GPA : 3.74/4.3, Math major from okay canadian school (completed in 4.5 years instead of 3 due to personnal reasons. Lowish grades during first & second year classes, turned a 2.8 around by litteraly scoring perfect grades on all upper level courses for two years straight)

GRE : 170 Q-160 V
Putnam : 25/120 (I don't know if that's worth mentionning)

Professional/academic experience : 3 internships, two at insurance company with data analysis & statistical analysis in R and Python, one at pension fund, less quant focused by still got good exposure to stochastic based processes and Matlab. Research project on stochastic processes with a prof at my university.

Other programming experience : Top 10/500 at national competition using Python ML and image recognition to analyze financial statements.
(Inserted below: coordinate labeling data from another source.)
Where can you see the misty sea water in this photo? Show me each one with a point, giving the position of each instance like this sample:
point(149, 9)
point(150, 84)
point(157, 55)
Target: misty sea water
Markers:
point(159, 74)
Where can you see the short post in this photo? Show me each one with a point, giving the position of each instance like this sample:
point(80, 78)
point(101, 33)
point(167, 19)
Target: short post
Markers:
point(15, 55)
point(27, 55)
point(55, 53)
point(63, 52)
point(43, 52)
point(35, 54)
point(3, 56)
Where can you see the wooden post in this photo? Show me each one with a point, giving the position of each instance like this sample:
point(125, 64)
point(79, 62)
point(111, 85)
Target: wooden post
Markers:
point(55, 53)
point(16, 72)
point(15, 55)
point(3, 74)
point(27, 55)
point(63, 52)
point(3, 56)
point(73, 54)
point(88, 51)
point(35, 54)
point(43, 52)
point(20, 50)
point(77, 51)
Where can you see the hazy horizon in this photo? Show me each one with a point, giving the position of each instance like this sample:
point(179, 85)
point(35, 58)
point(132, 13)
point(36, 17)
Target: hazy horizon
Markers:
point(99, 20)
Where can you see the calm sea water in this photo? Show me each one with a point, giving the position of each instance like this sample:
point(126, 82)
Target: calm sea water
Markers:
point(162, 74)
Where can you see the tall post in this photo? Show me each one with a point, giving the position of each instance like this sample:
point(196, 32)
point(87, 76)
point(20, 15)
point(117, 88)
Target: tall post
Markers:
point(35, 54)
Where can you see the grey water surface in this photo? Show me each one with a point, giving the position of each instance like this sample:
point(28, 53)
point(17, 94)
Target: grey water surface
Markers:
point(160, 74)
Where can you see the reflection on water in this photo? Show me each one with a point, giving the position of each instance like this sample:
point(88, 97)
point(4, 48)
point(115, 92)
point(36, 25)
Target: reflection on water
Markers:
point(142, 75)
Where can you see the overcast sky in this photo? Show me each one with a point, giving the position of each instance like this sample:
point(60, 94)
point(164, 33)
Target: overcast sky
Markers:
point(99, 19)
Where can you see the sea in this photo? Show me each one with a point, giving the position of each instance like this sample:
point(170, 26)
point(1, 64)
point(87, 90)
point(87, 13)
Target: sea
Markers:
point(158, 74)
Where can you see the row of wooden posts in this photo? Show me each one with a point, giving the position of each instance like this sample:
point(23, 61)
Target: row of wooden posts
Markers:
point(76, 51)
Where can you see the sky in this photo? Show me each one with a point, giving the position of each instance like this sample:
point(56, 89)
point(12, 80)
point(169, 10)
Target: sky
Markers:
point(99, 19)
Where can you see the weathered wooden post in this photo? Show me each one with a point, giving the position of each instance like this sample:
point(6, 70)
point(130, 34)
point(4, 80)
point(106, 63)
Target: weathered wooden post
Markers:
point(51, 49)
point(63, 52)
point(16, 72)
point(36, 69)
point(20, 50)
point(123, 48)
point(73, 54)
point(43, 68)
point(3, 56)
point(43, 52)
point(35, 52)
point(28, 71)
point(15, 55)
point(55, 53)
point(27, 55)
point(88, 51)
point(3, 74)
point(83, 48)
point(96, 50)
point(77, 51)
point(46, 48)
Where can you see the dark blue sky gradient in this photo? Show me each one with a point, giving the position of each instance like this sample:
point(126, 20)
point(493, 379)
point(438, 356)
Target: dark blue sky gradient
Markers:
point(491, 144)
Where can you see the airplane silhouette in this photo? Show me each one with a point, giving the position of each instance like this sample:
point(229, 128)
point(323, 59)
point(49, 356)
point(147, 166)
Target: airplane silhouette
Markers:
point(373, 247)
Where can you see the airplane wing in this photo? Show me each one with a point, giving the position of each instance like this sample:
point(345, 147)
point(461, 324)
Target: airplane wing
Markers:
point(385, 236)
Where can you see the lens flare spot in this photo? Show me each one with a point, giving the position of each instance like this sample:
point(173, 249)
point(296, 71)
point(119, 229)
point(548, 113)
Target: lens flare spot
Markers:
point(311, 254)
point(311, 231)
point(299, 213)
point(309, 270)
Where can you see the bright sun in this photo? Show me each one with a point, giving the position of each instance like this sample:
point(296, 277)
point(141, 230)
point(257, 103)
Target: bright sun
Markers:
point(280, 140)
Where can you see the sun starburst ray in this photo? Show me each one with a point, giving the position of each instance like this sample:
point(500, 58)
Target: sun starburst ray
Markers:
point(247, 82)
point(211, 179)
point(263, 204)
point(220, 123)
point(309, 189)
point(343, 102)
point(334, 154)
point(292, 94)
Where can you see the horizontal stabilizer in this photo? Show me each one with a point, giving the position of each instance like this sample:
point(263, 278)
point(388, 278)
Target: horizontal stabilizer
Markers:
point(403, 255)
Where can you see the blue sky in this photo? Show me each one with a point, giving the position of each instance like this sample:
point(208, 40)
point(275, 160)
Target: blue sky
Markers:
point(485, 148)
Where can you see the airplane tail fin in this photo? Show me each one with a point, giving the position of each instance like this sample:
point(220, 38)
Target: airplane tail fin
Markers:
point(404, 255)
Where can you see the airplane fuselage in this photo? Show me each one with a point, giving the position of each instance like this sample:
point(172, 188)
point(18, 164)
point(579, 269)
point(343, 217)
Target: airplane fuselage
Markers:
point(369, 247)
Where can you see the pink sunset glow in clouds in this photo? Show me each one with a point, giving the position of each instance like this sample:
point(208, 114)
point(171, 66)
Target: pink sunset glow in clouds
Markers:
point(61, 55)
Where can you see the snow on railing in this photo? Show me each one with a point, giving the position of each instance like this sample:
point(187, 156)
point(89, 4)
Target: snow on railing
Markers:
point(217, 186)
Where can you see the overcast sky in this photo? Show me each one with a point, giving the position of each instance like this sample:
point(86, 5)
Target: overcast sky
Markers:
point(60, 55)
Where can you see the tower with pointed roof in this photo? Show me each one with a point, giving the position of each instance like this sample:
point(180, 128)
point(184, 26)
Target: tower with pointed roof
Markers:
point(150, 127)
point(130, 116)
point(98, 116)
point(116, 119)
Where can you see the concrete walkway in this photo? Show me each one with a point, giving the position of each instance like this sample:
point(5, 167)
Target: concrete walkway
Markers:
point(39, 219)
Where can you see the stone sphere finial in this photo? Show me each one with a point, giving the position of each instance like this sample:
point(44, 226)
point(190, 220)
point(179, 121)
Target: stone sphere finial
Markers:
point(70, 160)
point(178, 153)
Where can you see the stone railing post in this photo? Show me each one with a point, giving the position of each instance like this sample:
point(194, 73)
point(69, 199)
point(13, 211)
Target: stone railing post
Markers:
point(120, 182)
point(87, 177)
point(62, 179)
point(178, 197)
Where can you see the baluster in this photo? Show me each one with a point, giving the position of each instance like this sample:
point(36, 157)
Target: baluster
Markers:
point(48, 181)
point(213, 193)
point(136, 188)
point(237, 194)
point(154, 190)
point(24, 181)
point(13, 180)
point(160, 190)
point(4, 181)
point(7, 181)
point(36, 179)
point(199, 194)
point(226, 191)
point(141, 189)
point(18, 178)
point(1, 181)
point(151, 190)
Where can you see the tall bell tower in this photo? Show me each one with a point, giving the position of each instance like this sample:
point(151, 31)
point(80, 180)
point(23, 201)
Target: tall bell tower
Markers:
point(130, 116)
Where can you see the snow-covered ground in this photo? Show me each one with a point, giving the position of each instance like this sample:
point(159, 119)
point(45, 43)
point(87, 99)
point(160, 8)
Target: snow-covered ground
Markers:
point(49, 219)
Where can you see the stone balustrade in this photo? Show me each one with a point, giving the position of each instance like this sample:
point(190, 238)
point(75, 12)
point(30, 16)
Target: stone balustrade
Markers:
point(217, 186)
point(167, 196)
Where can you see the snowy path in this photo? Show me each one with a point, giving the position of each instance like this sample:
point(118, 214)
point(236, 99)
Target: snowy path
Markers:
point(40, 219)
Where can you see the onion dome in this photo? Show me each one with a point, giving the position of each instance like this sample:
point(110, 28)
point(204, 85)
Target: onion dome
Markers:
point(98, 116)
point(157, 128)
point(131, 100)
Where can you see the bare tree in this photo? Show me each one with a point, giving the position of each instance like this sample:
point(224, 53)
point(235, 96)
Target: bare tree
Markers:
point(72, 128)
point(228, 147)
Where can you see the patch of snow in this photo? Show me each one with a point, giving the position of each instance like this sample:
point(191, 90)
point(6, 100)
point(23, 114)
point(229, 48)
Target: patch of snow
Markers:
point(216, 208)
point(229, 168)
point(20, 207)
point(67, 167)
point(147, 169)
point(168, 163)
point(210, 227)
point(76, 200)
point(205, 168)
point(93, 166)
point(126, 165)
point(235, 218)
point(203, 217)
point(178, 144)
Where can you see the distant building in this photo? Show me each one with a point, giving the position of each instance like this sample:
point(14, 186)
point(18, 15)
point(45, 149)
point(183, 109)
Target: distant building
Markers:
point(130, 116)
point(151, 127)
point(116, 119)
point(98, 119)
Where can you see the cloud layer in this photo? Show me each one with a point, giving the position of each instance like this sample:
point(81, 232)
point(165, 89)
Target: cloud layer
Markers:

Contributions to GitHub repos for exploratory analysis of Bayesian models, and TensorFlow (C++).

EC : Math & Music tutor, finance manager for student cafe.

Here's where it gets tricky : even if I aced all upper level courses, I have a D in probability, C in stochastic calculus and B+ grades for all the prerequisites (I have a good explanation for these, but alas). I got A+ in as many advanced classes as I could to make up for them (Advanced Calc, Random walks & graphs, graduate level probability), but it's still a big stain. This is the list of schools I plan on applying to :

Reaches : Chicago, CMU. Targets : NCSU, Minnesota MFM, GIT

I'd be glad to hear what you guys think my chances are.

Thanks !
 
Solution
I'd broaden the search and not worry to much about the singular grades. If you did as you said you did and aced everything after then the story you can tell with your profile is pretty clear.

I'd apply to other top schools as well, Berkeley, Baruch, if you'd want to attend them. Your profile is still quite strong.